Her top priority is advertisements seeking babysitters. "I have taught kindergarten children my entire life. My qualifications won't be accepted in the system of this country, but I can still do a good job babysitting," she said.
Such advertisements are usually the only way that the diaspora can get information about city services regarding health, education, transportation and legal requirements. The Center for Community and Ethnic Media found out that of the USD 18 million that the city spent in 2012 on advertising about government services, over 80 percent went to mainstream newspapers like New York Times and the New York Post. The Indian newspaper Desi Talk was the only South Asian outlet to get any ads, and the total worth of those ads amounted to only a meagre thousand dollars. Thus, local agencies placing ads that provide interpretations of government services make these philanthropic in nature.
"We never got any ad from any government department or state agency," said Abu Taher, the editor of Bangla Patrika, despite the fact that his is one of the most popular newspapers in the community.

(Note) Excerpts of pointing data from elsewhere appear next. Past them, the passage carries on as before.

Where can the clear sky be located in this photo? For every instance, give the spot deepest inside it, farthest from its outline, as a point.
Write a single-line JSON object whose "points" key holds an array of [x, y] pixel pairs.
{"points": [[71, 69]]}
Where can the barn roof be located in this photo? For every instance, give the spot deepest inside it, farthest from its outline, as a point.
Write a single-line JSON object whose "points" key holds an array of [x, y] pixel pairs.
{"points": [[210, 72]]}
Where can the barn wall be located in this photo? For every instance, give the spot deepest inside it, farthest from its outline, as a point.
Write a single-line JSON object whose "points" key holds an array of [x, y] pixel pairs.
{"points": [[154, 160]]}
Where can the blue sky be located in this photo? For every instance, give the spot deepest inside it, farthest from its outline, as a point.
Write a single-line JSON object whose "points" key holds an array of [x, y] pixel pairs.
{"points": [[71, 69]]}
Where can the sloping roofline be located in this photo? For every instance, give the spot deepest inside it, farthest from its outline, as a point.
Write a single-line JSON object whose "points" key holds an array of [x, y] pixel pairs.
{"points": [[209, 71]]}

The Nepalese television channel White Himal, for example, broadcasts an entire series on educating immigrants about survival in the US. They have a weekly programme titled "The Interpretation" that takes a facet of US systems or institutions and explains it to the audience in Nepali—the language of the immigrants.
Anchored by a journalist named Sailesh Shreshtha, the show addresses topics like immigration, legality of status, city services, and identification documents. Past episodes introduced the Nepalese audience to the IDNYC programme, talked about a free Nepalese "curry" kitchen in San Francisco, and interviewed the first Nepalese immigrant trying to enter mainstream politics. Just by having an anchor translate systems into Nepali, the programme emancipated viewers about three important sectors that affect the diaspora—getting identification papers, accessing free food and learning about local politics so that they can practice democracy.
Recognising the growth of an audience that does not read Bangla, the Bangladeshi newspaper The Runner launched its first English edition in 2014. Whether this newspaper can transfer the business model of outsourcing work to the publication of its English edition becomes an even more pertinent question since their stories in Bangla also vary hugely from those in English. While the Bangla version of the newspaper focused on Awami League corruption for their front page, the English version's lead story was on the country's stand-off with North Korea.
The natural progression of the immigrant press in New York has historically veered towards thinning coverage of affairs back home and focusing instead on the diaspora. Not just the content, even the language has had to adapt, running English versions to cater to an audience slowly losing touch with their mother tongue. What remains to be seen is whether the business model being adopted by ethnic media will prove to be sustainable in the future.